Sina Motallebi was taken to jail after he responded to a summons Saturday to report to police for interrogation, Farnaz Ghazizadeh told The Associated Press. She said police promised to release her husband in two days, but she believed he would be held longer.

"Sina has been summoned by the judiciary several times over the past four months," Ghazizadeh said. "They object to materials in his Web site including interviews he gave to foreign media."

Motallebi runs the Farsi Web site www.rooznegar.com.

Landslide sweeps through Kyrgyz village; 34 dead

BISHKEK, Kyrgyzstan -- A landslide swept through a village in southern Kyrgyzstan on Sunday, killing 34 people, an official said.

The landslide buried 11 homes in the southern village of Sogot, said Berdikul Sultanov, first deputy head of the regional administration. He said preliminary information indicated 34 people were killed.

The landslide occurred after three days of snow and weeks of rain. Authorities had repeatedly warned residents of the area that conditions were ripe for a landslide.

Police: Indian soldiers kill seven at Kashmir border

JAMMU, India -- Indian soldiers killed seven Islamic militants sneaking into Indian-controlled Kashmir from Pakistan on Sunday, police said.

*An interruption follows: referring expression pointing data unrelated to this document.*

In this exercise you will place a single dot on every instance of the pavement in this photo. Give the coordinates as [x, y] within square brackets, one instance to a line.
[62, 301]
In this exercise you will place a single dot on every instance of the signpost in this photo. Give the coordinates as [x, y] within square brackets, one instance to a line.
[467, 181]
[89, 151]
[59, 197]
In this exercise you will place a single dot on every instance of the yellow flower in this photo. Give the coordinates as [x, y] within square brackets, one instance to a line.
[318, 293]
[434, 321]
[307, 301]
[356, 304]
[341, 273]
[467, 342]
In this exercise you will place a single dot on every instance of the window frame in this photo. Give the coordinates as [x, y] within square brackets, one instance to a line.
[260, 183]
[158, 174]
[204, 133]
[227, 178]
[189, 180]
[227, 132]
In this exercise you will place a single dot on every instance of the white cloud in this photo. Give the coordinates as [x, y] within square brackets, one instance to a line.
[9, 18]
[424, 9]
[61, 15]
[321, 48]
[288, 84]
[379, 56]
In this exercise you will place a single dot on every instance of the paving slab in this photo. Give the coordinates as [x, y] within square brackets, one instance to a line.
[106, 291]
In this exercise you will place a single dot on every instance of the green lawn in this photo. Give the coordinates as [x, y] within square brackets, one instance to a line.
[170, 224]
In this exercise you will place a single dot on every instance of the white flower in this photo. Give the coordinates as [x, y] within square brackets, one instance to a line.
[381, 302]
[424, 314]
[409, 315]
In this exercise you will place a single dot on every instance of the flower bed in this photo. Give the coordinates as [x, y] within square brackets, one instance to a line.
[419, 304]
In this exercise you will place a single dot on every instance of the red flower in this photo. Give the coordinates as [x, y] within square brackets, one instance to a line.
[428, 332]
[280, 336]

Hours later, a fierce gunbattle raged in the Mendhar area, 150 miles north of Jammu, the winter capital of Jammu-Kashmir state, a police spokesman said on condition of anonymity. Details of the battle were not immediately available.

The killed men were all Pakistanis, the officer said.

Security officials in Kashmir usually identify slain fighters by their identity cards, personal letters, hotel bills, photographs or other documents found on their bodies.